Now what goes on inside one of Frank Simms’ hats is often a strange and mysterious process, and I’m sure that this old hat had been privy to many an odd and unfathomable thought. And now on this cold Christmas morning in Tennessee with the falling snow settling softly on its brim, I wore it as I sat there on the tailgate of the truck, deep in thought myself as I slipped into my waders, then cinched my landing net and belt pack securely around my waist and eased into the river with my fly rod.

The Watuagua was running thick with snow and a tad high, and its roiling surface reflected the muted colors of the chilled pewter sky. I was using my standard rig – a 3-weight with a dry fly tied at the end of a ten-foot leader that I had hand-tapered down to 6X, with a dropper nymph tied be low it on a 14-inch strand of 7X fluorocarbon tippet. I had little hope that anything would take the dry fly on such a cold and delicately balanced morning as this and was using it primarily as a strike indicator.

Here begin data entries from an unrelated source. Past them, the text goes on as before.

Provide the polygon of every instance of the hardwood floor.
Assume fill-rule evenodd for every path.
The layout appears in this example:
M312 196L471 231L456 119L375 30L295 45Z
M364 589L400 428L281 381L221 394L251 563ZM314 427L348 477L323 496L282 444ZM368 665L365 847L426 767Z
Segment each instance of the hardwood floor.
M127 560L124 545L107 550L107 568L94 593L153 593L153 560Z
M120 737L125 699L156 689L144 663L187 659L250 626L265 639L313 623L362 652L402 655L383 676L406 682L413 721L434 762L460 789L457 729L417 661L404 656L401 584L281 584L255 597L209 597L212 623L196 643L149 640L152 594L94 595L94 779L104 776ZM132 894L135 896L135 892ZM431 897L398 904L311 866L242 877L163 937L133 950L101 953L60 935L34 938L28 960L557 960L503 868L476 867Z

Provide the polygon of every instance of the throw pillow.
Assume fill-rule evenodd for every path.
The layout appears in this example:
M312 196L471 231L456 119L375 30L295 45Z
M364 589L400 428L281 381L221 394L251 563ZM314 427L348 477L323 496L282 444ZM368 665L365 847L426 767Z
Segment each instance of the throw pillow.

But to my delight, a nice little rainbow sipped it from the surface on my third cast, and I brought the trout to hand and released it.

It wasn’t the only fish I caught that day.

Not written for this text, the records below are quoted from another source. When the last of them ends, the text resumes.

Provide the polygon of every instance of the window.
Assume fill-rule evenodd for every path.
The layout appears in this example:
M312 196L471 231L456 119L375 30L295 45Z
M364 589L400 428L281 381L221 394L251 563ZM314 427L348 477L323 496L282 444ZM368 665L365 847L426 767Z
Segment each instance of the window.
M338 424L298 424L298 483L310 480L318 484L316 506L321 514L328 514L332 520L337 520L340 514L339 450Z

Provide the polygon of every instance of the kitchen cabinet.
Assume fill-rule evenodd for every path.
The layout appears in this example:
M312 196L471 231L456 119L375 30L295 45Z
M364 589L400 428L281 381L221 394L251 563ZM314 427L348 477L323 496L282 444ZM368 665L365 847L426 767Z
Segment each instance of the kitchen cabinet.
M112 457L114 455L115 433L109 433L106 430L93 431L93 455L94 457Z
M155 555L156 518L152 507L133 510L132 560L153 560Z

But it was the only fish I really needed.

For the day wasn’t about catching fish. Instead, it was about the fishing. And so I fished.

I fished for trout, I fished for time and I fished for memories. I fished because I needed to fish – to catch up with myself and accept the moment at hand, reveling in that rare and furtive experience when future and past seamlessly intersect and you find yourself living totally in present tense, immersed in the reality of all that is going on around you and within, perfectly in tune with the infinite, all your senses open to the essence of being.

And I caught trout.

I caught a lot of trout.

But as I said, this isn’t a story about catching trout. Instead, it’s a story about Frank’s old hat, so I won’t bother you with the details of how big or how small the trout were, or how many trout I caught. Fact is, I don’t much remember myself – except to say that it was a soft and soulful Christmas day.

The snow continued falling as I fished into the afternoon and then well into evening – not a heavy snow, but a light and silent snow, a snow that brought peace and gratification to my spirit on this, the year’s most peaceful and gratifying day.
And when the snow and the trout and the universe had finished with me and the fishing was complete, I took off that old hat and splashed a hand full of icy water on my face, then sat there alone on the sandbank and had a cold Christmas dinner, warmed by the place and the time and the unseen presence of my surrogate brother back there in Santa Fe and the Lord Himself here at my side.

And though I couldn’t quite recall how I spent last Christmas, and probably won’t remember much about next year’s either, I will never forget the one I spent there alone on the river. Inside Frank Simms’ tattered old hat.